"The glittering tradition of sword-and-sorcery sweeps into the sands of ancient Arabia with the heart-stopping speed of a whirling dervish in this thrilling debut novel from new talent Howard Andrew Jones
In 8th century Baghdad, a stranger pleads with the vizier to safeguard the bejeweled tablet he carries, but he is murdered before he can explain. Charged with solving the puzzle, the scholar Dabir soon realizes that the tablet may unlock secrets hidden within the lost city of Ubar, the Atlantis of the sands. When the tablet is stolen from his care, Dabir and Captain Asim are sent after it, and into a life and death chase through the ancient Middle East.
Stopping the thieves—a cunning Greek spy and a fire wizard of the Magi—requires a desperate journey into the desert, but first Dabir and Asim must find the lost ruins of Ubar and contend with a mythic, sorcerous being that has traded wisdom for the souls of men since the dawn of time. But against all these hazards there is one more that may be too great even for Dabir to overcome..."
I really enjoyed The Desert of Souls. It's a solid sword & sorcery quest story, but the Middle Eastern setting makes it feel fresh, the characters are likable, and the setting is believable.
The story builds slowly at first, but is never boring, and I loved the growth of the friendship between the two main characters, Dabir the scholar and Asim the swordsman, as they race to save the city of Baghdad from destruction. Complete with evil magicians, Djinn, and strange creatures, this fantasy tale has all the required elements and delivers a top-notch story.
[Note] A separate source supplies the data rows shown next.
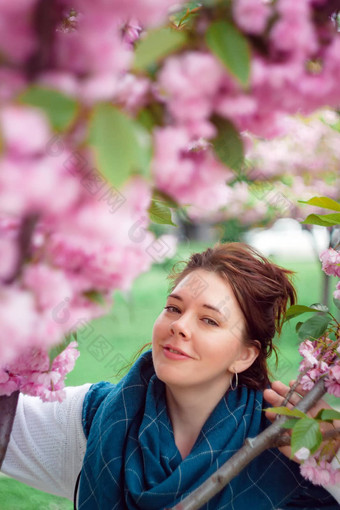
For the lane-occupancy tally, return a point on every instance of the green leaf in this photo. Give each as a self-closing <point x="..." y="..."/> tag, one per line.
<point x="336" y="302"/>
<point x="328" y="415"/>
<point x="324" y="220"/>
<point x="61" y="110"/>
<point x="289" y="424"/>
<point x="231" y="47"/>
<point x="324" y="202"/>
<point x="306" y="433"/>
<point x="228" y="145"/>
<point x="314" y="327"/>
<point x="95" y="297"/>
<point x="157" y="44"/>
<point x="120" y="144"/>
<point x="287" y="412"/>
<point x="296" y="310"/>
<point x="160" y="196"/>
<point x="319" y="307"/>
<point x="160" y="213"/>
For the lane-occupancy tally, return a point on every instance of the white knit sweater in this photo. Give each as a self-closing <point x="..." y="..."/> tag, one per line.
<point x="47" y="444"/>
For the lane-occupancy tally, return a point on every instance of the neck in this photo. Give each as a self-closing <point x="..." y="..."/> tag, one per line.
<point x="189" y="409"/>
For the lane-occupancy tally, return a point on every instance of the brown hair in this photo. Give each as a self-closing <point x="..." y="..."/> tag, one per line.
<point x="262" y="290"/>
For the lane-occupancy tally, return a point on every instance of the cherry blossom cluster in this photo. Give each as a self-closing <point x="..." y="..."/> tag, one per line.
<point x="320" y="360"/>
<point x="292" y="70"/>
<point x="317" y="469"/>
<point x="87" y="239"/>
<point x="331" y="265"/>
<point x="34" y="374"/>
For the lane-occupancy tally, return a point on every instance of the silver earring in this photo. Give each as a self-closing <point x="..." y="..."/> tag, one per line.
<point x="234" y="386"/>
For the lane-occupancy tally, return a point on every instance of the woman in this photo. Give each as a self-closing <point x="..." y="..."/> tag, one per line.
<point x="183" y="409"/>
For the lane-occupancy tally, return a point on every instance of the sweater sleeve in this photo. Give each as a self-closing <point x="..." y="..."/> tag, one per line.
<point x="47" y="443"/>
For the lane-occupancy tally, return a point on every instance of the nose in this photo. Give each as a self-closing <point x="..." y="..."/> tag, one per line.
<point x="180" y="327"/>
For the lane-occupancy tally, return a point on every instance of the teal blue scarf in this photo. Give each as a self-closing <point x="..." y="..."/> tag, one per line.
<point x="132" y="461"/>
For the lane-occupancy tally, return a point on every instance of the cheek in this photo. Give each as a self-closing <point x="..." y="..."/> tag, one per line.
<point x="157" y="329"/>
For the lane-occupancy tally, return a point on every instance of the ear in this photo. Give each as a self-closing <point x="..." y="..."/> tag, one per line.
<point x="247" y="356"/>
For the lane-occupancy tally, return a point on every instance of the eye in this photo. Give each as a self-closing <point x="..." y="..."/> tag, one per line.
<point x="209" y="322"/>
<point x="172" y="309"/>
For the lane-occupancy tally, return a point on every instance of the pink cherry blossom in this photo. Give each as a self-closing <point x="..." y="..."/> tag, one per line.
<point x="336" y="293"/>
<point x="251" y="15"/>
<point x="33" y="374"/>
<point x="330" y="259"/>
<point x="191" y="185"/>
<point x="318" y="472"/>
<point x="17" y="123"/>
<point x="17" y="36"/>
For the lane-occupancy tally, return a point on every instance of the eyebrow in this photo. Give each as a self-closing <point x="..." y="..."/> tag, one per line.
<point x="210" y="307"/>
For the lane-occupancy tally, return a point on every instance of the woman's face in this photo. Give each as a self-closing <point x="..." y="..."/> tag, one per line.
<point x="197" y="338"/>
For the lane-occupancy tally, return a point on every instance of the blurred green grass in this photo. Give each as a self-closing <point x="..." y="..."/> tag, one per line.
<point x="108" y="344"/>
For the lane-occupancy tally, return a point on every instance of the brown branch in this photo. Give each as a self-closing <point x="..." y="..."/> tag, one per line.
<point x="8" y="407"/>
<point x="46" y="17"/>
<point x="326" y="436"/>
<point x="24" y="245"/>
<point x="252" y="448"/>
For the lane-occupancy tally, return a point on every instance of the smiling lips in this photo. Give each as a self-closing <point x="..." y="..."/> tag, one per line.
<point x="172" y="353"/>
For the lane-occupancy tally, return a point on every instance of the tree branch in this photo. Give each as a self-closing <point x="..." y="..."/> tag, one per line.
<point x="8" y="406"/>
<point x="24" y="245"/>
<point x="252" y="448"/>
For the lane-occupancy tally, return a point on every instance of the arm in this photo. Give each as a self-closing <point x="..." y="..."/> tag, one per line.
<point x="47" y="443"/>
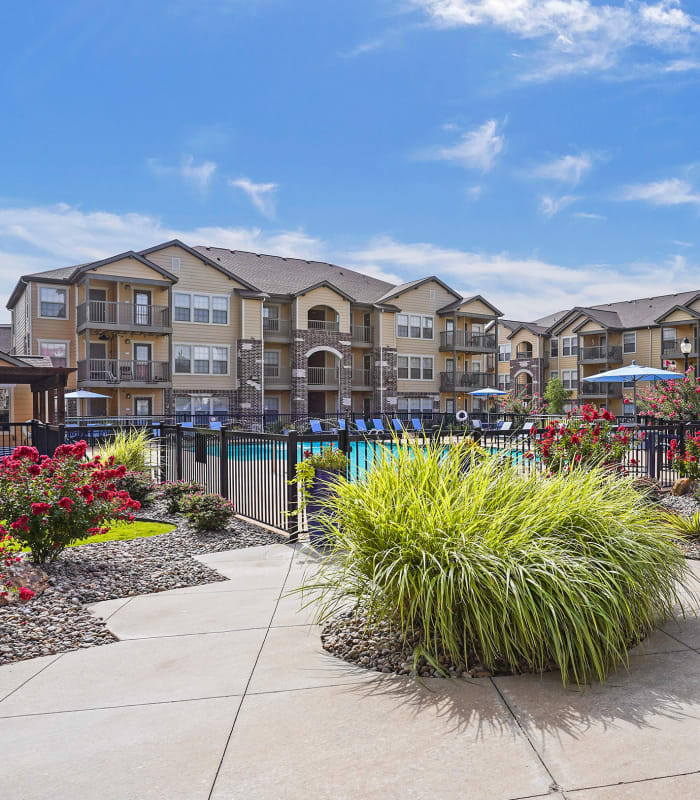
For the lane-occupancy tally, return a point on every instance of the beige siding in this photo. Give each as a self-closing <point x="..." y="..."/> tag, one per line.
<point x="128" y="268"/>
<point x="323" y="296"/>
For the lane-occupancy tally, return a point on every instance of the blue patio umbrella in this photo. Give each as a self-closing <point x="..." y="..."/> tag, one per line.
<point x="631" y="374"/>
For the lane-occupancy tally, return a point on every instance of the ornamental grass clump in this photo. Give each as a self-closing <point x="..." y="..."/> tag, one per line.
<point x="517" y="571"/>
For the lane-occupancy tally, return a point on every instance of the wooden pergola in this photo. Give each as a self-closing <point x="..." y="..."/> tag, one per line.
<point x="46" y="382"/>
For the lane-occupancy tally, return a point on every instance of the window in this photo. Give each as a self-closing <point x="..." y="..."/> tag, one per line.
<point x="182" y="307"/>
<point x="201" y="308"/>
<point x="219" y="310"/>
<point x="415" y="368"/>
<point x="569" y="378"/>
<point x="183" y="358"/>
<point x="569" y="345"/>
<point x="52" y="303"/>
<point x="56" y="351"/>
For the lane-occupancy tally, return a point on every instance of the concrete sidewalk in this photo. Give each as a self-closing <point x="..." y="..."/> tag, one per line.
<point x="224" y="691"/>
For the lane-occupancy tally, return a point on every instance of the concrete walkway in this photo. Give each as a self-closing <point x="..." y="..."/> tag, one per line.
<point x="223" y="691"/>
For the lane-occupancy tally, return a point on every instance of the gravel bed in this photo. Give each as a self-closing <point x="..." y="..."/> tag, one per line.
<point x="685" y="505"/>
<point x="383" y="649"/>
<point x="56" y="621"/>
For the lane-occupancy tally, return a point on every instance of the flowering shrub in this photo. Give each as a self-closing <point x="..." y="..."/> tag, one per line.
<point x="675" y="400"/>
<point x="49" y="503"/>
<point x="592" y="440"/>
<point x="207" y="512"/>
<point x="687" y="463"/>
<point x="139" y="485"/>
<point x="174" y="492"/>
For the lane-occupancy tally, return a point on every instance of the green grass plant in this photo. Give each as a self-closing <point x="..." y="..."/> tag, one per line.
<point x="129" y="448"/>
<point x="521" y="569"/>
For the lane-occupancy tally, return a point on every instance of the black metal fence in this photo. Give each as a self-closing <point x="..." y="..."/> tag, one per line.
<point x="256" y="470"/>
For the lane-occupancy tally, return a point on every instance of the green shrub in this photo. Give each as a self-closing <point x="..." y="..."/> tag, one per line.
<point x="516" y="568"/>
<point x="207" y="512"/>
<point x="128" y="448"/>
<point x="140" y="485"/>
<point x="173" y="493"/>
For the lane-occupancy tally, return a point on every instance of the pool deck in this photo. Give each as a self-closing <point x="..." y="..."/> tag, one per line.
<point x="223" y="691"/>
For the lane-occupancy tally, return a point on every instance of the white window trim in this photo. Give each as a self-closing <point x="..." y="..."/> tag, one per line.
<point x="192" y="359"/>
<point x="191" y="320"/>
<point x="421" y="356"/>
<point x="55" y="341"/>
<point x="54" y="288"/>
<point x="422" y="317"/>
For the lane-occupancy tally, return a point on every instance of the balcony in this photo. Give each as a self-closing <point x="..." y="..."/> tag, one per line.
<point x="449" y="381"/>
<point x="104" y="314"/>
<point x="278" y="377"/>
<point x="323" y="376"/>
<point x="671" y="348"/>
<point x="602" y="354"/>
<point x="118" y="372"/>
<point x="362" y="379"/>
<point x="323" y="325"/>
<point x="275" y="328"/>
<point x="361" y="335"/>
<point x="467" y="342"/>
<point x="601" y="390"/>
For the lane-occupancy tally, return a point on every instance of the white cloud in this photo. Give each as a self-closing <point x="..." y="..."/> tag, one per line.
<point x="198" y="175"/>
<point x="525" y="287"/>
<point x="262" y="195"/>
<point x="551" y="206"/>
<point x="572" y="36"/>
<point x="670" y="192"/>
<point x="566" y="169"/>
<point x="476" y="149"/>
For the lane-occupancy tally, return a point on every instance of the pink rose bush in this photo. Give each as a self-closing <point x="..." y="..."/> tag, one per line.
<point x="594" y="439"/>
<point x="49" y="503"/>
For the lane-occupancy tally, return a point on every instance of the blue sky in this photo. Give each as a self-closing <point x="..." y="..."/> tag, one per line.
<point x="542" y="153"/>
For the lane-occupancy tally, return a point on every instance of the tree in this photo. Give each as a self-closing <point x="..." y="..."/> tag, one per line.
<point x="556" y="396"/>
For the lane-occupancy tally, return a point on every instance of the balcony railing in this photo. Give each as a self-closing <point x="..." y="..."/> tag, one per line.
<point x="117" y="371"/>
<point x="273" y="326"/>
<point x="362" y="377"/>
<point x="323" y="325"/>
<point x="361" y="334"/>
<point x="276" y="376"/>
<point x="323" y="376"/>
<point x="123" y="316"/>
<point x="671" y="348"/>
<point x="587" y="389"/>
<point x="466" y="380"/>
<point x="461" y="340"/>
<point x="601" y="353"/>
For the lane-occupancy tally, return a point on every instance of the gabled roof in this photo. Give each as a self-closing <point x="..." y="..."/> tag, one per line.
<point x="395" y="291"/>
<point x="203" y="257"/>
<point x="464" y="300"/>
<point x="277" y="275"/>
<point x="677" y="307"/>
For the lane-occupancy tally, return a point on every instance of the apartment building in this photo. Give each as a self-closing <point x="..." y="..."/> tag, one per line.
<point x="581" y="341"/>
<point x="180" y="329"/>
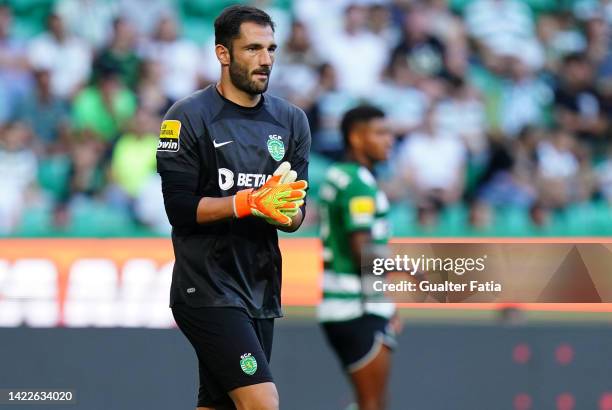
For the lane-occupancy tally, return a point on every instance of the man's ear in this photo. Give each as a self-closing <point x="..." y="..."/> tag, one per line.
<point x="223" y="54"/>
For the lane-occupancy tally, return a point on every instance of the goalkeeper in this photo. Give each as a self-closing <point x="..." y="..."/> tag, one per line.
<point x="233" y="163"/>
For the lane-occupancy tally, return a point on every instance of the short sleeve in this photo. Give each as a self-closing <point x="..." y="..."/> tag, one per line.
<point x="177" y="148"/>
<point x="299" y="159"/>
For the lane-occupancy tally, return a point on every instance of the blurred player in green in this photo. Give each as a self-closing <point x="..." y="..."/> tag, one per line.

There is one small issue, which I've seen others mention, and that is the first person point of view, which detracts from some of the tension that could have made the story more of a nail biter. But as Asim is telling the story from the future, and references things that happen after this particular tale takes place, the reader reasonably believes that Dabir and Asim will survive to go on to those future adventures. This is a minor issue though, in my opinion, as the story is so well crafted, and so enjoyable.
I highly recommend The Desert of Souls to anyone who likes fantasy in general, but the Middle Eastern setting really does makes this novel special, and I hope that the author returns to these characters in the future! I think these two have many more adventures ahead of them, and I want to read them!
A quick word on the covers - I don't usually post multiple cover photos in a review, but these are both so fantastic I felt the need to feature them both. The first is from the hardcover, and I think it conveys a wonderful sense of mystery and magic, but the second cover, from the paperback and e-book, feels more realistic as far as the actual story itself.